In the international market, Gold prices rose on Tuesday, inching up from a more than eight-month low, as a retreat in the dollar and US Treasury yields lifted demand for the safe-haven metal.
Spot gold was up 0.8 per cent at $1,736.46 per ounce by 1.52 p.m. ET (1852 GMT), after falling to $1,706.70 earlier in the session, its lowest since June 15.
US gold futures settled up 0.6 per cent at $1,733.60 per ounce.
"Gold surges near session highs as yields and USD dip," said Tai Wong, a trader at investment bank BMO in New York. "Gold's $30 rally from the lows in Asia suggests that investors and short-term speculators are bargain-hunting and triggering short covering as well. A close above $1,725 per ounce would be considered by many a key reversal day."

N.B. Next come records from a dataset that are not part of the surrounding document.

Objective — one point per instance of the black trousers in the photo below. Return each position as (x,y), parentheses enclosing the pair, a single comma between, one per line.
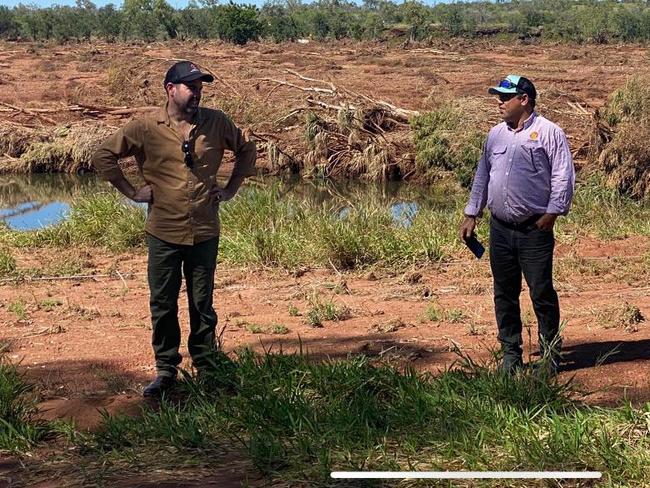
(166,265)
(527,250)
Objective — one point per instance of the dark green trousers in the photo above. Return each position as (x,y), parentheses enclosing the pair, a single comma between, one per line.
(167,264)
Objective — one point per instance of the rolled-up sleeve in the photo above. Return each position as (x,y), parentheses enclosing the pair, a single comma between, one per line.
(562,175)
(244,150)
(128,141)
(478,196)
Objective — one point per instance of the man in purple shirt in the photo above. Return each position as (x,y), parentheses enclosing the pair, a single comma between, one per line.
(526,178)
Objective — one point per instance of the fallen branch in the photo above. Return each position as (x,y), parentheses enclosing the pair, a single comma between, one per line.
(29,112)
(325,91)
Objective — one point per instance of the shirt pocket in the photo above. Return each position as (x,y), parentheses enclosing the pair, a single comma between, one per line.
(535,155)
(498,155)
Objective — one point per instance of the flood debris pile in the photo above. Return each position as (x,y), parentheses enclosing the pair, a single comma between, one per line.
(344,133)
(622,139)
(60,149)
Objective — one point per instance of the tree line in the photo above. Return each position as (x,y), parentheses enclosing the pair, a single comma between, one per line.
(595,21)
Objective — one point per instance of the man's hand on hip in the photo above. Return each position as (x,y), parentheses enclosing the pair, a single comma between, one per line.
(144,194)
(546,222)
(221,194)
(467,227)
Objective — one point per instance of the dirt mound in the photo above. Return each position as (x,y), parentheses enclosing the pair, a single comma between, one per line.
(87,412)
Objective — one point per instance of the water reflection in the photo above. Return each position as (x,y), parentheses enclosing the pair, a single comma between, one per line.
(35,201)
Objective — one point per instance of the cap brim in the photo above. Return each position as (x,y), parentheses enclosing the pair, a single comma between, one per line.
(496,90)
(197,76)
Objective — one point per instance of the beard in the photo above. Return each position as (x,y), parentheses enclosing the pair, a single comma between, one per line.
(191,106)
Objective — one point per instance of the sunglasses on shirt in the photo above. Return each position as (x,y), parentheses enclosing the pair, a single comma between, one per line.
(189,162)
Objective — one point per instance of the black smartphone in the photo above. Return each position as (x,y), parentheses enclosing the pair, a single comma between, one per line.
(475,246)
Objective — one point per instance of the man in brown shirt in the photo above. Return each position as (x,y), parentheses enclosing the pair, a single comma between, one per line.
(178,152)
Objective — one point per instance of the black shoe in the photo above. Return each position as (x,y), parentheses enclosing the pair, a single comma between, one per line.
(158,386)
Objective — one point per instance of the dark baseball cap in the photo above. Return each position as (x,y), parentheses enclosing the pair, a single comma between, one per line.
(514,84)
(186,71)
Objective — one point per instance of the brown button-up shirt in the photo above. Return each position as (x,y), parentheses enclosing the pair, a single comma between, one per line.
(182,211)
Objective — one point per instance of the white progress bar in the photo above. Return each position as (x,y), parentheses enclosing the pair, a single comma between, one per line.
(466,475)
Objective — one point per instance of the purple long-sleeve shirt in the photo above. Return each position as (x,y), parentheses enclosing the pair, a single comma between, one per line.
(523,173)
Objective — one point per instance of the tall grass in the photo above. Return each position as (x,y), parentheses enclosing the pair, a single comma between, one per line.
(299,420)
(275,225)
(19,431)
(103,220)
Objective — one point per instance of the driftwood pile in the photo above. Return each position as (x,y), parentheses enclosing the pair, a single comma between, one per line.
(622,139)
(348,134)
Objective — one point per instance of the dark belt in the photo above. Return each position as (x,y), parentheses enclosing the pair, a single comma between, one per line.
(525,225)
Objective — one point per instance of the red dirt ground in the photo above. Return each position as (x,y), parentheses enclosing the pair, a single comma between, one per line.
(86,342)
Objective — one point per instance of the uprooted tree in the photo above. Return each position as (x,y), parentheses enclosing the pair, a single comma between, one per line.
(622,141)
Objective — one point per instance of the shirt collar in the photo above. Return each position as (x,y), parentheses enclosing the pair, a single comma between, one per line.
(163,116)
(527,123)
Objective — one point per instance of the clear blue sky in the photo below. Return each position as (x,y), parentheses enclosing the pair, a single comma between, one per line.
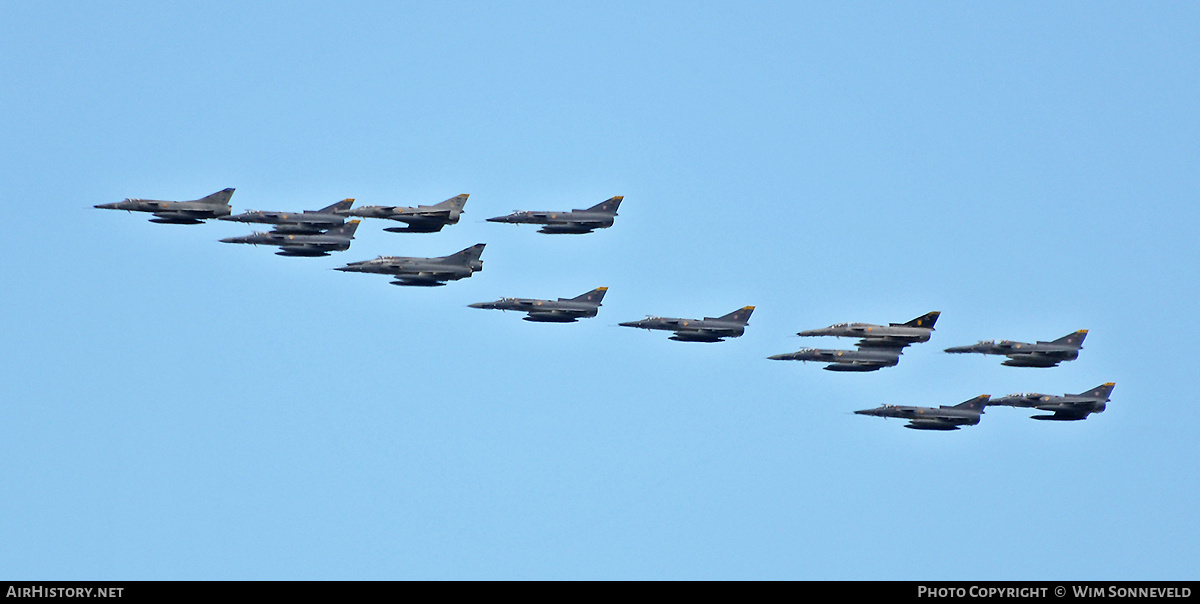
(172,407)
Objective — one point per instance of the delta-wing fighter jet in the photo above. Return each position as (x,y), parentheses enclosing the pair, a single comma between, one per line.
(423,219)
(708,329)
(913,332)
(179,213)
(934,418)
(297,222)
(423,271)
(575,221)
(879,346)
(319,244)
(1024,354)
(1068,407)
(864,358)
(563,310)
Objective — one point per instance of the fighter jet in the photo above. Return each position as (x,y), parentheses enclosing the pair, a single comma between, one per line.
(1024,354)
(423,219)
(319,244)
(575,221)
(707,329)
(563,310)
(913,332)
(1068,407)
(423,271)
(178,213)
(298,222)
(879,346)
(865,358)
(929,418)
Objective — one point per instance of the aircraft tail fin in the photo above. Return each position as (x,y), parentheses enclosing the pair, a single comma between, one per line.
(345,204)
(594,295)
(927,320)
(607,205)
(455,203)
(217,198)
(1101,392)
(346,229)
(468,255)
(976,404)
(738,316)
(1073,339)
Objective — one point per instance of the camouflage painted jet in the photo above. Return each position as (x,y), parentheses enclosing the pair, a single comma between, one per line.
(1024,354)
(423,219)
(1068,407)
(913,332)
(929,418)
(298,222)
(179,213)
(563,310)
(879,346)
(319,244)
(423,271)
(865,358)
(575,221)
(707,329)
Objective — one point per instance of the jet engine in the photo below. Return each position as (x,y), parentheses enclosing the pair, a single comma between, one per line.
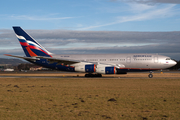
(105,69)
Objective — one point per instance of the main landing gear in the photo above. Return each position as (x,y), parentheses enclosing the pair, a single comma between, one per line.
(93,75)
(150,75)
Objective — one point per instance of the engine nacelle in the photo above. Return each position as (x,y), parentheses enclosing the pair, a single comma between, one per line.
(85,67)
(105,69)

The dollar index slipped 0.3 per cent after hitting a nearly four-week high against its rivals, making gold less expensive for holders of other currencies.
Further supporting gold, benchmark US Treasury yields eased from a one-year high hit last week, while US stocks dipped after strong gains on Monday.
"The main dilemma right now for the gold bulls is the rising short-term US Treasury yields," said Bob Haberkorn, senior market strategist at RJO Futures.
"Despite the US Federal Reserve being very accommodative with stimulus, with low rates for the extended period of time, in the short term, we have to deal with these rising short-term rates."
While gold is considered a shield against inflation, higher yields threaten that status as they increase the opportunity cost of holding bullion.